Other opponents don’t see HSLDA’s approach as aggressive, just successful.
“I think they’re just doing politics very well,” says Young of the Coalition for Responsible Home Education. “The idea of mobilizing parents, homemakers, to advocate with legislators in large numbers with state legislators, many of whom don’t receive a lot of advocacy over time. That’s not new, it’s just being used very effectively. They’re bringing a very big gun to bear in a very small, with a very small target.”
National and international reach
HSLDA has also engaged in international efforts promoting homeschooling.
The organization filed an asylum application with the U.S. government to grant refugee status for a German family that wanted to homeschool their children but was prevented by rules in their native country. The effort was successful. It has pushed the Brazilian government of Jair Bolsonaro to foster homeschooling.
The U.S. State Department tells its diplomats and other employees that HSLDA is a resource if they are considering homeschooling their children overseas and want to further understand laws abroad.

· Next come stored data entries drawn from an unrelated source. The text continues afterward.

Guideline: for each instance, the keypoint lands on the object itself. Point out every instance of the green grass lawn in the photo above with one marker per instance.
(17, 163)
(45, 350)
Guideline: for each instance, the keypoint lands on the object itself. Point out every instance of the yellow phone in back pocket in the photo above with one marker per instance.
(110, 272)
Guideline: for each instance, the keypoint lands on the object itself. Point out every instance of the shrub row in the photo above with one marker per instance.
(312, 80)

There are other groups that promote lobbying, including independent organizations that may work with HSLDA on key issues.
In Texas, the Texas Home School Coalition has become a prominent HSLDA ally and become integral in a state where Republican elected officials are dominant.

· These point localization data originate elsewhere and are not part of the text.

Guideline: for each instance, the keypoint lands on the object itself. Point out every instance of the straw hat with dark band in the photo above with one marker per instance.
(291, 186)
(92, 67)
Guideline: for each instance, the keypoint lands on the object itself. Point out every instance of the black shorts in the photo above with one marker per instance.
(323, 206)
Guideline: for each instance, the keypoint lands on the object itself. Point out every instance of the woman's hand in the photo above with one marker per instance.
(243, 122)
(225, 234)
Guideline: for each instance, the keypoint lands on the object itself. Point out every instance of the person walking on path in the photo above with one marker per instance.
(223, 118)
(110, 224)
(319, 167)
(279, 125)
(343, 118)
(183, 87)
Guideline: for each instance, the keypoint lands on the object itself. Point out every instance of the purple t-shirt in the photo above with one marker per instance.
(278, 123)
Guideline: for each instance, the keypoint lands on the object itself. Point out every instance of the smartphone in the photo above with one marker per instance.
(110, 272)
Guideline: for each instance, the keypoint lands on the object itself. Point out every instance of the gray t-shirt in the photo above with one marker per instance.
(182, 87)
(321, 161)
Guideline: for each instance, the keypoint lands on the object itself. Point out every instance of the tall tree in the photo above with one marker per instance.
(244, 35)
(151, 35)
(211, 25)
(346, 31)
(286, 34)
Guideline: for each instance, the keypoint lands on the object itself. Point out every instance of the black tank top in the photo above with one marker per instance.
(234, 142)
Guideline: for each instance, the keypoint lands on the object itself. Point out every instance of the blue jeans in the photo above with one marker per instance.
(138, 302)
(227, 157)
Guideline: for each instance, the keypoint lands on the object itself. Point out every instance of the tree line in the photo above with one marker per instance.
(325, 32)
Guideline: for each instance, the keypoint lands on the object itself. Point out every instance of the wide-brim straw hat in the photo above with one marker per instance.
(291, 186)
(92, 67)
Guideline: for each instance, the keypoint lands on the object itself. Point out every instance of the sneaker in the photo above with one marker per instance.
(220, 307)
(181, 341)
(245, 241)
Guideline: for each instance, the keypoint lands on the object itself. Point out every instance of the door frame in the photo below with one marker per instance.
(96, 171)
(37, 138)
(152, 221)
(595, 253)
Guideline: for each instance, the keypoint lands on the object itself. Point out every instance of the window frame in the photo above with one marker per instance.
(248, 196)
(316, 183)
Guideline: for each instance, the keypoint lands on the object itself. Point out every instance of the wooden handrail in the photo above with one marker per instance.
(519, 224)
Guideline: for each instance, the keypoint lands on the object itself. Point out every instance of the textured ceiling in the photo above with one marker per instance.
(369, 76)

Jason Sabo, a progressive lobbyist in the state’s capital of Austin, has witnessed how HSLDA and others have worked to persuade state legislators. He said they match better financed groups with grassroots energy.
“When it comes to lobbying, these groups like the HSLDA or Texas Home School Coalition, their power doesn’t come so much from the immediate money, but from just all of their supporters that are so impassioned,” Sabo said. “That’s where the power comes from. The lobby money is inconsequential.”

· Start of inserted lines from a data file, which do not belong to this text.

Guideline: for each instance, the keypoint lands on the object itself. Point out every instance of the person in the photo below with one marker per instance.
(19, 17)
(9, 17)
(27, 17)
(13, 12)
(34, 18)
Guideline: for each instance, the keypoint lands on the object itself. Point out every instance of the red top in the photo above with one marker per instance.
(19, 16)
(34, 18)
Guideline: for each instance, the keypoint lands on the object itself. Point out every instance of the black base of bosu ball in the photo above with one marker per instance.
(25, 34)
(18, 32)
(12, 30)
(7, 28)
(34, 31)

“You physically cannot walk around the Capitol building without basically being accosted by an incredibly polite, incredibly, well spoken, young men and young women–homeschool kids who will come up to you and say, ‘Excuse me, what do you do? Who are you? Why are you in the building?’” says Sabo. “They start off when kids are like 13 or 14, and they inculcate them to politics and to retail lobby.”
In West Virginia, HSLDA lobbied with a state ally, Christian Home Educators of West Virginia against a proposed law restricting suspected child abusers from homeschooling children.
The bill was proposed by Shawn Fluharty, a Democratic state lawmaker, after an 8-year-old girl was killed by a father who was under investigation by child protective services. The legislation would prevent a parent from beginning to homeschool a child if there the subject of an open investigation or if they had a child abuse conviction.
“I thought, well, the easy fix, right?” Fluharty said. “It’s really something that could have a drastic impact for the positive.”
Fluharty was surprised by the opposition.
“I thought it was a non-issue.”
Griffin Kelly and Keith Paul Medelis contributed to this story.